26/ Dialogue avec son ombre
(votre ombre prend forme et voix. Elle a deux-trois choses à voir avec vous)
Deux trop choses que j’ai à voir avec toi, mon grand.
Je sais que tu ne veux pas trop m’écouter mais puisqu’on me donne l’occasion de te parler et que j’ai toute ton attention, je voudrais quand même te dire quelques petites choses.
Ca m’afflige vraiment cette attitude stupide que tu prends pour faire le beau, le malin, le kéké. Ca m’afflige d’autant plus que si tu faisais un peu plus attention à moi, tu verrais que je ne reprends rien de tout ça. Tu as beau dépenser des trésors d’ingéniosité pour te faire remarquer, moi, ton ombre, je ne veux rien afficher de ces efforts-là qui consistent à te dévaluer, te déprécier et te cacher à toi-même. J’ai beaucoup trop de considération pour toi.
Evidemment, difficile de cacher les biceps saillants que tu exposes. A force d’exercices dans les salles de sport, tu les as gonflés à bloc comme s’ils allaient exploser.

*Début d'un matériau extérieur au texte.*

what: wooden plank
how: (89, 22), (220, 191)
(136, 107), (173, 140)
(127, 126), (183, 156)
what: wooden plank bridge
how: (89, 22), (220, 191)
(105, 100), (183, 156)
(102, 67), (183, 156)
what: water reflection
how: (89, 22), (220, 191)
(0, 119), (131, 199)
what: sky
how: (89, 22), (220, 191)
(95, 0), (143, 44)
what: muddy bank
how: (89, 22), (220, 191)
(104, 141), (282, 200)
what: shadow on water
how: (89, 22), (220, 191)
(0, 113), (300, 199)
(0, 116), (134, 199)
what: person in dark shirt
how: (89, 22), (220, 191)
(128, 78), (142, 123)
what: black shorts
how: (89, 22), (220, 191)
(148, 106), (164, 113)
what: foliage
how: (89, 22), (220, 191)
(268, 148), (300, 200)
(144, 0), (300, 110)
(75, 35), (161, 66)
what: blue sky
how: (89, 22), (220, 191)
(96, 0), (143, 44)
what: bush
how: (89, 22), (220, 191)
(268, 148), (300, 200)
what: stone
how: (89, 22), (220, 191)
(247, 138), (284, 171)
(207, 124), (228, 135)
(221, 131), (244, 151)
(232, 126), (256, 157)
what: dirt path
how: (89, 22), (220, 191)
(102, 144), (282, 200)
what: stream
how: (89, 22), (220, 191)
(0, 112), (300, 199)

Peut-être ça épate les filles - ou les garçons ? – mais là encore, si tu veux me regarder un instant, tu vas voir comme c’est ridicule quand on regarde ta masse informe faite de grosses boules comme d’énormes verrues qui t’auraient poussé sur les bras. Ce n’est pas toi, non franchement, ce n’est pas toi. Enfin pas moi. Bref, ça ne devrait pas être moi, c’est très violent ce que tu m’infliges. Et que tu aies rasé tes aisselles n’y change rien, ça ne change rien sur moi. D’ailleurs tu connais très bien ma position sur la masse velue : tant que ça ne vient pas perturber mes formes, je m’en fiche un peu.

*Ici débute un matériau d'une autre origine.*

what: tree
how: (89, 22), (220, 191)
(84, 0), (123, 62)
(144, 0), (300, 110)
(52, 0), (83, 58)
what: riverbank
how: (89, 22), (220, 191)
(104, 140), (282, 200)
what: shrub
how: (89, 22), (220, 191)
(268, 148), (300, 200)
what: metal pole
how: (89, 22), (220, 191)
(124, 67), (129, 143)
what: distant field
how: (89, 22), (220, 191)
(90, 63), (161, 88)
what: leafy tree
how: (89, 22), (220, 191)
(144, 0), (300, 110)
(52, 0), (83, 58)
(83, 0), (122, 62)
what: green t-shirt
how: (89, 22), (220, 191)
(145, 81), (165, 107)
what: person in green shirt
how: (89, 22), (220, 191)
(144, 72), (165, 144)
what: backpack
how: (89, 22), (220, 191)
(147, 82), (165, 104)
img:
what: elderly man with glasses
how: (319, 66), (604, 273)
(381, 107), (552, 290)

Du coup (ah oui, pardon, il paraît qu’il ne faut pas employer cette expression, elle est pourtant bien pratique pour se parler), bref, du coup, ton torse lisse parce que rasé, ça n’a aucun impact non plus sur moi. Probablement que ça doit faire joli, rappeler l’état d’enfance ou je ne sais quoi, mais je ne vois pas trop l’intérêt. De toute façon tu vas vieillir comme tout le monde et tes formes seront ce qu’elles seront. Heureusement que ta dignité d’être humain, ou de mâle bourré de testostérone, ne sont pas liées à ça. Tout au plus, tes abs et tes pecs bien dessinés permettent de projeter de toi une image bien lisse d’homme fort. Ou, plutôt sur l’ombre que je suis, d’homme solide. Restera à savoir si c’est bien vrai.
Par contre, j’avoue être partagée par la ligne en « V » dessinée depuis ton torse vers ton abdomen et ton pelvis. Je suis partagée parce que j’avoue que je me plais bien avec cette forme svelte qui permet de bien distinguer les parties hautes du tronc et cette descente vers le petit bassin qui s’élargit à nouveau pour abriter tes parties intimes. Alors c’est joli, oui, mais moi je n’ai pas trop envie qu’à me voir sur le sol on me prenne pour une fille plutôt que pour un garçon. Et ce « V » vers le bassin qui s’élargit prête à confusion, enfin, tu sais bien que je ne porterai jamais d’enfant ! Quant à ton pubis rasé, si ça te fait plaisir, c’est très bien pour toi, moi ça m’indiffère complètement, du moment qu’il est un minimum entretenu pour que ça ne fasse pas gribouillis quand tu me montres de profil.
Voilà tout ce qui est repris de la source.